The process begins by identifying an expression within the integral that can be redefined in terms of a new variable, often termed as "u". For example, in our case, substituting \(u = \sqrt{t}\) makes the problem easier. This converts the original variable \(t\) into \(u^2\) and requires that \(dt\) is expressed in terms of \(du\).
Using calculus identities, when \(t = u^2\), the derivative \(dt\) becomes \(2u \, du\). This step is crucial because it enables the whole integral to transition smoothly from the variable \(t\) to the variable \(u\), making it a simpler problem to tackle.

Hyperbolic functions like \(\operatorname{sech}\) and \(\tanh\) appear regularly in calculus, similar to trigonometric functions. These functions are particularly useful in many areas of math and engineering, especially when describing certain types of geometry and growth models.

• \(\operatorname{sech}(x)\) is the hyperbolic secant function, which is the reciprocal of the hyperbolic cosine:
• \(\operatorname{sech}(x) = \frac{1}{\cosh(x)}\)
• \(\tanh(x)\) is the hyperbolic tangent function, defined as the ratio of sinh and cosh:
• \(\tanh(x) = \frac{\sinh(x)}{\cosh(x)}\)

These functions can be handled through calculus using identities similar to trigonometric identities. Many calculus problems simplify when recognizing and applying these hyperbolic identities.

Evaluating integrals is one of the big goals in calculus. It involves finding a function whose derivative is the integrand, essentially working backward. In our exercise, integral evaluation is the final step after substituting variables and identifying related derivative relationships.
Once the integral is simplified, as in our case to \(2 \int \operatorname{sech} u \tanh u \, du\), the goal is to evaluate it using known calculus truths. Here, we draw on recognition that the derivative of \(\operatorname{sech} u\) is \(-\operatorname{sech} u \tanh u\).

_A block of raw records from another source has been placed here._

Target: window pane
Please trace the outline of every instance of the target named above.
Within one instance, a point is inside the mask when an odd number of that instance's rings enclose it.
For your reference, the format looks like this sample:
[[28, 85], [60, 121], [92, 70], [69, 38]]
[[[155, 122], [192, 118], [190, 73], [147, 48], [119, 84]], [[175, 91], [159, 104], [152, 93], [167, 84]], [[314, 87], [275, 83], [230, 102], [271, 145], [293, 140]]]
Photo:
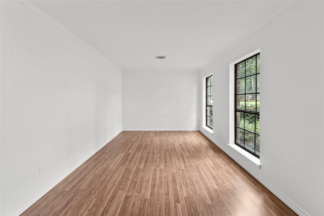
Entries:
[[257, 94], [257, 112], [260, 112], [260, 94]]
[[254, 133], [255, 124], [254, 120], [255, 115], [254, 114], [246, 113], [245, 114], [245, 128], [246, 130], [251, 132]]
[[236, 126], [244, 129], [244, 113], [236, 112]]
[[256, 88], [256, 76], [249, 76], [246, 78], [246, 93], [255, 93], [257, 90]]
[[245, 132], [245, 147], [254, 152], [254, 134]]
[[260, 119], [258, 115], [255, 116], [255, 133], [260, 135]]
[[254, 56], [246, 61], [246, 76], [254, 74], [256, 70], [256, 57]]
[[236, 143], [244, 146], [244, 130], [236, 127]]
[[257, 73], [260, 73], [260, 55], [257, 56]]
[[236, 89], [236, 94], [245, 93], [245, 78], [237, 80]]
[[245, 62], [244, 61], [236, 65], [236, 78], [245, 76]]
[[255, 136], [255, 153], [260, 155], [260, 136]]
[[246, 95], [246, 110], [255, 112], [256, 111], [256, 94]]
[[260, 92], [260, 74], [257, 74], [257, 92]]
[[236, 95], [236, 109], [245, 110], [245, 96]]

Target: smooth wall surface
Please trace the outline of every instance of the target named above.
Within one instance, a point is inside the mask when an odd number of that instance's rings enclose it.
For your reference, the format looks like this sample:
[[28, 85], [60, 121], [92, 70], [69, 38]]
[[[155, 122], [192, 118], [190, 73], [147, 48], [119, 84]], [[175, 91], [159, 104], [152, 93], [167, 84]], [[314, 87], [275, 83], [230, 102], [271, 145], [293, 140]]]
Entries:
[[122, 131], [122, 77], [37, 13], [1, 1], [1, 215]]
[[[323, 4], [300, 2], [200, 74], [214, 74], [214, 134], [201, 131], [300, 215], [324, 215]], [[258, 49], [260, 169], [228, 145], [229, 65]]]
[[197, 71], [123, 71], [123, 129], [198, 129], [199, 88]]

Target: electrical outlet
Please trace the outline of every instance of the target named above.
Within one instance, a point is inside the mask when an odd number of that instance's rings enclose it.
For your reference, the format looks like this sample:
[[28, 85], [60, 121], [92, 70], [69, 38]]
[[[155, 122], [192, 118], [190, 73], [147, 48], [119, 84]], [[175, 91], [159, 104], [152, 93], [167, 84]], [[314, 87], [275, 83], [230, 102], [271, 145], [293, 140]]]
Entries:
[[39, 175], [40, 174], [43, 174], [43, 173], [44, 173], [44, 165], [40, 165], [39, 166]]

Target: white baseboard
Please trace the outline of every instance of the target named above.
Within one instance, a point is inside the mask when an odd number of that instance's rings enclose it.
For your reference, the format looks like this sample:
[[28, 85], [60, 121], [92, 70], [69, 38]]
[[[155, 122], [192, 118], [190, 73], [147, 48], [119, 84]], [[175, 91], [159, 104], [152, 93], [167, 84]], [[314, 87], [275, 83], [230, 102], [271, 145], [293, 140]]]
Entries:
[[[118, 135], [118, 134], [117, 134]], [[31, 197], [30, 199], [23, 203], [19, 207], [17, 208], [16, 209], [13, 210], [11, 213], [10, 213], [9, 215], [19, 215], [22, 213], [24, 211], [27, 210], [29, 207], [32, 205], [33, 204], [35, 203], [38, 199], [39, 199], [42, 197], [44, 196], [47, 192], [50, 191], [52, 189], [53, 189], [54, 187], [55, 187], [58, 184], [59, 184], [60, 182], [61, 182], [63, 179], [66, 178], [68, 175], [71, 174], [72, 172], [76, 169], [77, 167], [80, 166], [81, 164], [86, 162], [87, 160], [91, 157], [94, 154], [95, 154], [97, 152], [101, 149], [104, 146], [105, 146], [108, 143], [110, 142], [115, 137], [112, 137], [105, 141], [104, 143], [102, 143], [100, 146], [97, 147], [94, 150], [90, 152], [85, 157], [82, 158], [80, 161], [79, 161], [77, 163], [76, 163], [74, 166], [73, 166], [70, 169], [66, 171], [65, 172], [62, 174], [61, 176], [58, 177], [57, 178], [53, 180], [52, 182], [51, 182], [49, 185], [48, 185], [46, 187], [35, 194], [34, 196]]]
[[222, 149], [227, 155], [230, 157], [232, 159], [235, 160], [237, 163], [239, 164], [243, 168], [247, 170], [249, 174], [250, 174], [253, 177], [254, 177], [257, 180], [258, 180], [260, 183], [267, 188], [270, 191], [271, 191], [273, 194], [274, 194], [277, 197], [278, 197], [280, 200], [281, 200], [285, 204], [287, 205], [290, 208], [291, 208], [294, 211], [300, 216], [306, 216], [309, 214], [307, 213], [306, 211], [303, 210], [298, 205], [295, 203], [290, 199], [285, 196], [282, 193], [277, 190], [270, 184], [268, 183], [265, 179], [260, 177], [259, 175], [253, 171], [248, 166], [245, 165], [238, 158], [235, 157], [231, 153], [228, 149], [225, 148], [223, 146], [218, 143], [216, 140], [212, 137], [212, 135], [210, 133], [206, 133], [204, 130], [200, 130], [200, 132], [206, 136], [208, 139], [209, 139], [212, 142], [213, 142], [216, 146], [219, 147]]
[[197, 131], [198, 127], [190, 128], [123, 128], [123, 131]]

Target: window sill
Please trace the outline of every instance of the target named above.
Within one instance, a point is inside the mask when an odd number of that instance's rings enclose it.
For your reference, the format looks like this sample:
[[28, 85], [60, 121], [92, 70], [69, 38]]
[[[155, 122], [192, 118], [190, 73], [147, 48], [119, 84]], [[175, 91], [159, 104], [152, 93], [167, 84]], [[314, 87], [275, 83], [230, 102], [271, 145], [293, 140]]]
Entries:
[[211, 134], [214, 134], [213, 132], [213, 130], [210, 128], [208, 127], [207, 126], [201, 126], [201, 127], [205, 129], [207, 132], [210, 133]]
[[252, 162], [255, 164], [257, 166], [259, 166], [260, 168], [261, 168], [261, 164], [260, 162], [260, 158], [258, 158], [255, 156], [251, 154], [250, 153], [245, 151], [241, 148], [240, 148], [239, 146], [237, 146], [235, 144], [228, 145], [232, 148], [233, 148], [234, 150], [238, 152], [243, 156], [247, 158], [249, 160], [251, 161]]

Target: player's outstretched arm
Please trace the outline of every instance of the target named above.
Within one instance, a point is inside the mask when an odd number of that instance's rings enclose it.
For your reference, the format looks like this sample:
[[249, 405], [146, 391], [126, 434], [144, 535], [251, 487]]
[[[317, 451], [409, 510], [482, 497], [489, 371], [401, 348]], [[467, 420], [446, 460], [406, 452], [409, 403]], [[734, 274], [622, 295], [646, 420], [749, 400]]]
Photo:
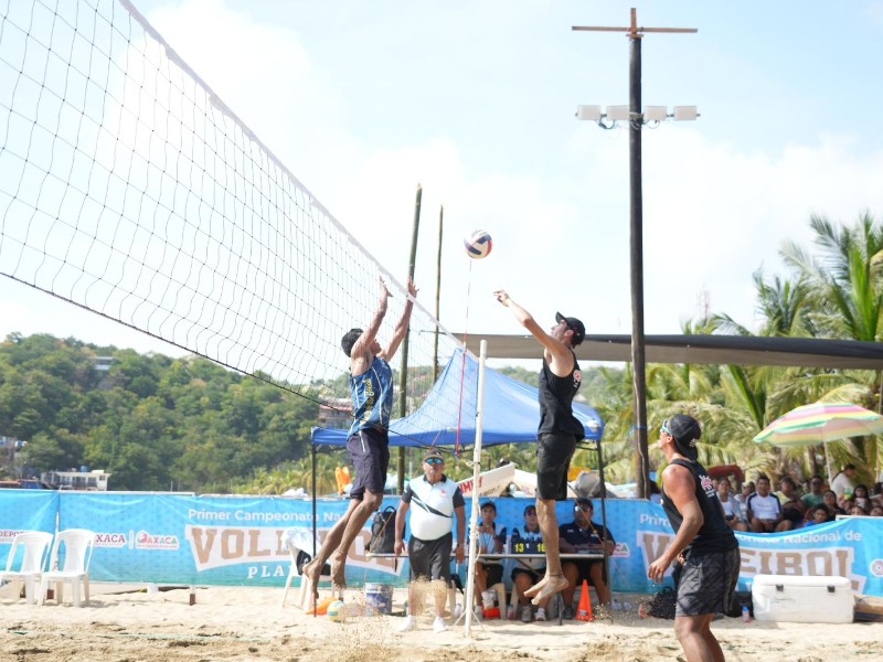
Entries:
[[536, 323], [533, 316], [514, 302], [506, 290], [493, 292], [496, 299], [512, 311], [519, 324], [524, 327], [539, 341], [547, 354], [552, 372], [556, 375], [566, 375], [573, 367], [572, 350], [557, 338], [550, 335], [545, 329]]
[[362, 331], [359, 340], [352, 345], [352, 351], [350, 352], [350, 370], [354, 375], [365, 372], [371, 361], [373, 361], [371, 345], [374, 344], [377, 332], [380, 331], [380, 325], [383, 323], [383, 318], [386, 317], [386, 302], [389, 299], [390, 289], [386, 287], [386, 282], [384, 282], [383, 278], [380, 278], [380, 302], [377, 303], [377, 310], [374, 312], [374, 317], [371, 318], [368, 328]]

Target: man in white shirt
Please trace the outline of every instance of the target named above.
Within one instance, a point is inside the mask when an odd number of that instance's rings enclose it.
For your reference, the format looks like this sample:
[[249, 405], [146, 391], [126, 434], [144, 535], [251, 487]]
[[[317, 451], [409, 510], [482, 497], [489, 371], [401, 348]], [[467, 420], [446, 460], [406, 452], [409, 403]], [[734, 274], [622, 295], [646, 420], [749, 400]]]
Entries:
[[769, 479], [760, 474], [757, 480], [757, 492], [748, 496], [748, 523], [754, 533], [773, 533], [785, 531], [786, 521], [781, 514], [781, 503], [775, 494], [769, 493]]
[[454, 515], [457, 515], [457, 563], [462, 563], [466, 540], [466, 502], [460, 487], [444, 473], [445, 458], [432, 451], [423, 459], [423, 478], [414, 478], [405, 488], [398, 513], [395, 517], [395, 555], [405, 548], [405, 517], [411, 513], [411, 538], [407, 557], [411, 562], [408, 585], [408, 615], [400, 626], [400, 632], [413, 630], [417, 624], [417, 610], [423, 596], [415, 589], [414, 580], [428, 579], [435, 594], [435, 622], [433, 629], [444, 632], [445, 601], [450, 586], [450, 551], [454, 543]]

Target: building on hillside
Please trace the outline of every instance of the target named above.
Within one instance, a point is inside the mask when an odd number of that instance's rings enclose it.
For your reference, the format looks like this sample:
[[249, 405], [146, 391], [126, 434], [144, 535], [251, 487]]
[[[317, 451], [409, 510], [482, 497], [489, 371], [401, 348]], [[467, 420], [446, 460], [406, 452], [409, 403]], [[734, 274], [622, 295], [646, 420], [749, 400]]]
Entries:
[[82, 490], [86, 492], [106, 492], [109, 473], [104, 469], [92, 471], [46, 471], [40, 474], [40, 481], [56, 490]]

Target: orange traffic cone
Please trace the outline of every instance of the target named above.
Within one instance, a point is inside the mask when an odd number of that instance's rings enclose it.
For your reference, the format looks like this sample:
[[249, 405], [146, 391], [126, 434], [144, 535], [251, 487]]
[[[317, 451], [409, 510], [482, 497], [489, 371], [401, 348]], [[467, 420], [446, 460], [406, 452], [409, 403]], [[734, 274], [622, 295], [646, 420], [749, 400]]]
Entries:
[[583, 579], [583, 595], [579, 596], [579, 609], [576, 610], [576, 620], [595, 620], [595, 615], [592, 613], [592, 598], [588, 595], [588, 581], [585, 579]]

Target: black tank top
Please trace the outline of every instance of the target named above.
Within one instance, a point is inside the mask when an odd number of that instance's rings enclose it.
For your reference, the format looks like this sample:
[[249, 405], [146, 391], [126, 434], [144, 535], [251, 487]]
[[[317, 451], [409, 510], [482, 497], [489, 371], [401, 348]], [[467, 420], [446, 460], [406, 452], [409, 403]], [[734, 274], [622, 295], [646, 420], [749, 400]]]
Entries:
[[573, 370], [566, 377], [554, 374], [543, 357], [543, 370], [540, 372], [540, 429], [538, 434], [567, 433], [576, 439], [586, 436], [583, 424], [573, 415], [573, 397], [583, 383], [583, 373], [573, 356]]
[[[723, 506], [717, 499], [717, 493], [714, 491], [711, 477], [705, 471], [705, 468], [699, 462], [690, 462], [680, 458], [672, 460], [671, 463], [685, 467], [693, 474], [693, 480], [696, 484], [696, 501], [699, 501], [699, 508], [702, 510], [704, 520], [696, 533], [696, 537], [687, 546], [684, 552], [689, 551], [690, 554], [702, 556], [711, 552], [723, 552], [737, 547], [736, 536], [724, 519]], [[678, 533], [683, 523], [683, 516], [666, 494], [664, 488], [662, 489], [662, 509], [669, 516], [669, 522], [671, 522], [674, 533]]]

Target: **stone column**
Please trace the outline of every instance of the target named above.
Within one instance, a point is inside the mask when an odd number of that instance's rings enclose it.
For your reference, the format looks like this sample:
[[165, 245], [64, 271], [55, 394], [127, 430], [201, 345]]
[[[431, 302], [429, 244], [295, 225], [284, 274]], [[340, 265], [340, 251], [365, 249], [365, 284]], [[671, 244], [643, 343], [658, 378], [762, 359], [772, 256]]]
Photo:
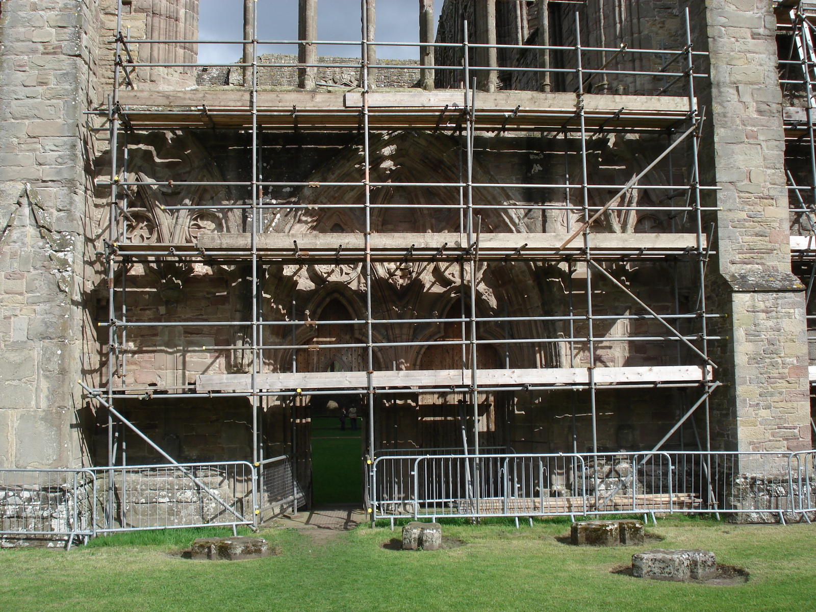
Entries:
[[[419, 42], [433, 42], [433, 0], [419, 0]], [[434, 53], [432, 47], [419, 49], [419, 65], [432, 66]], [[428, 91], [433, 91], [433, 69], [424, 68], [419, 70], [419, 86]]]
[[[299, 40], [316, 40], [317, 38], [317, 0], [299, 0], [298, 5], [298, 35]], [[317, 63], [317, 47], [311, 43], [298, 46], [298, 61], [301, 64]], [[298, 69], [298, 86], [303, 89], [316, 88], [316, 68]]]
[[82, 460], [82, 262], [95, 257], [83, 252], [81, 136], [91, 140], [95, 8], [6, 0], [0, 15], [2, 467]]
[[[496, 44], [496, 0], [477, 0], [476, 42], [481, 45]], [[498, 65], [496, 48], [480, 47], [476, 54], [476, 65], [495, 68]], [[497, 70], [479, 70], [477, 86], [484, 91], [495, 91], [499, 82]]]
[[[714, 250], [728, 350], [715, 360], [731, 387], [715, 404], [739, 450], [810, 448], [804, 287], [791, 273], [782, 96], [771, 0], [707, 0], [713, 171], [721, 191]], [[699, 69], [698, 70], [699, 71]], [[703, 160], [703, 171], [707, 163]], [[712, 311], [714, 312], [714, 311]], [[723, 346], [725, 341], [720, 344]]]

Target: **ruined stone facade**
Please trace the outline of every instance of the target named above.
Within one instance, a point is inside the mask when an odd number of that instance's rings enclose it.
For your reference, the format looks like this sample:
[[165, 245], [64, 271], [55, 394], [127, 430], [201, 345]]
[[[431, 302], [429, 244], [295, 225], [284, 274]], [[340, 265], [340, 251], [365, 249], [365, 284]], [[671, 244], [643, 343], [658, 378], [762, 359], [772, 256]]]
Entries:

This allows the integral of \(\operatorname{sech} u \tanh u\) to be quickly evaluated via an antiderivative which is \(-\operatorname{sech} u\), leading us to the final answer.

Calculus identities are essential tools which provide shortcuts to simplify complex expressions and evaluations. They freely connect derivatives and integrals of functions with similar properties. In this exercise, they were used to find the derivative and integral of hyperbolic functions.

• The derivative of \(\operatorname{sech} u\) is \(-\operatorname{sech} u \tanh u\).
• This can be deduced from fundamental differential relationships between hyperbolic functions.

Identifying these identities is key to resolving many calculus problems efficiently. Understanding calculus identities helps in transforming a daunting task into a more straightforward one.